I know, from articles on this site and tons of people, even people in this thread, that SS is a great program for beginners. If a newbie wants to put on pounds while fixing posture, I’ll recommend SS.

If someone wants to know what a naked chick looks like, I’ll recommend Playboy, even though I myself have never read it. I still know what it is and what it is about.

Look out guys, we’re dealing with an Article Expert.

Prepare to have your minds blown.

[quote]mr popular wrote:
Look out guys, we’re dealing with an Article Expert.

Prepare to have your minds blown.[/quote]

Thanks dropping in. Yeah, clearly I stated that I’m an expert. Pretty much at everything, actually.

I’m not an expert. I don’t pretend to be one, unless I’m playing dress-up or something and the patient needs a diagnosis. But what I do claim to have is reading comprehension.

The kind where if you read an article by Mark Rippetoe who very convincingly states that basic barbell movements and programs, something like…SS!,

Are best for beginners, then I, through this amazing talent and years of harnessing literary energies, am able to comprehend that basic barbell movements and programs best for beginners.

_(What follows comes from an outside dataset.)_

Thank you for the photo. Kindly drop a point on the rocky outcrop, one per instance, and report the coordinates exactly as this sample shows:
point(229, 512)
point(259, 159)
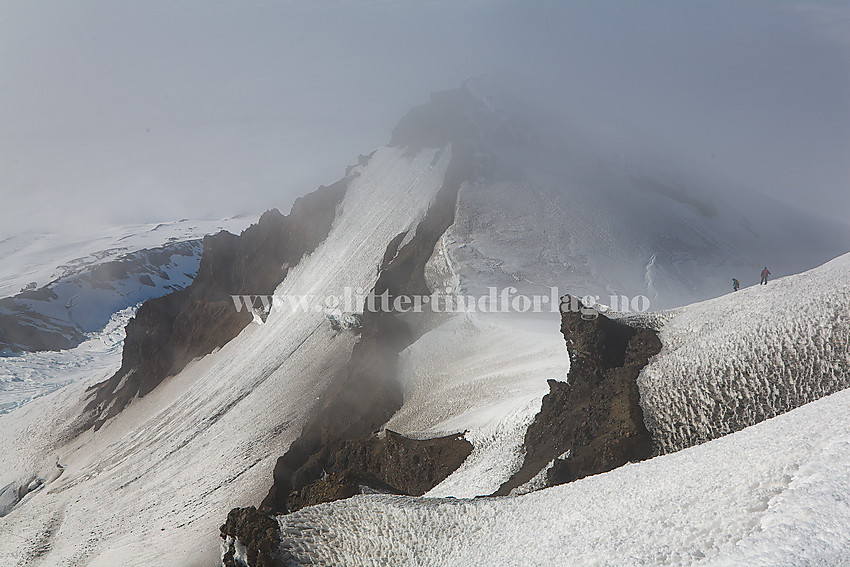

If you would like to actually offer a statement as to why SS is not a good idea for this guy, or even let us know what would be best for him and offer something constructive (though I must admit, I am in awe of your wit)then please do.

But, whether or not I’ve read the entire book or just understand the idea of it and talked to those who have had success with it, says nothing of whether or not SS would be good for this guy. So now, it’s your turn to blow my mind.

Starting Strength is a recipe for lagging bodyparts and stalled out lifts.

SS is not “basic”… a 3 or 4 way split is basic.

SS is MINIMALISTIC.

[quote]mr popular wrote:
Starting Strength is a recipe for lagging bodyparts and stalled out lifts.
[/quote]

What? Forgive me, but, this just sounds as retarded as blindly recommending “starting strength.” The only potential “lagging bodypart” might be biceps. It should probably include curls.

What, exactly, are your problems with it? Why do you think it will result in “stalled out lifts”? I’ve seen a few people get much stronger doing it. I can’t imagine their progress being any better. One put 100 lbs on his squat in 2.5 months, going from 240 to 340 (he works at a shipyard, and started off very strong). Another has doubled his strength all around.

Biceps are the only thing you can think of being left out of the program?

What about calves? What about lateral deltoids? If a person is squatting with a wider low-bar technique, there is very little quad work.

You can only get so far just adding weight to a tiny list of specific exercises. Eventually you aren’t going to be able to progress anymore until you strengthen the muscles of those lifts independantly.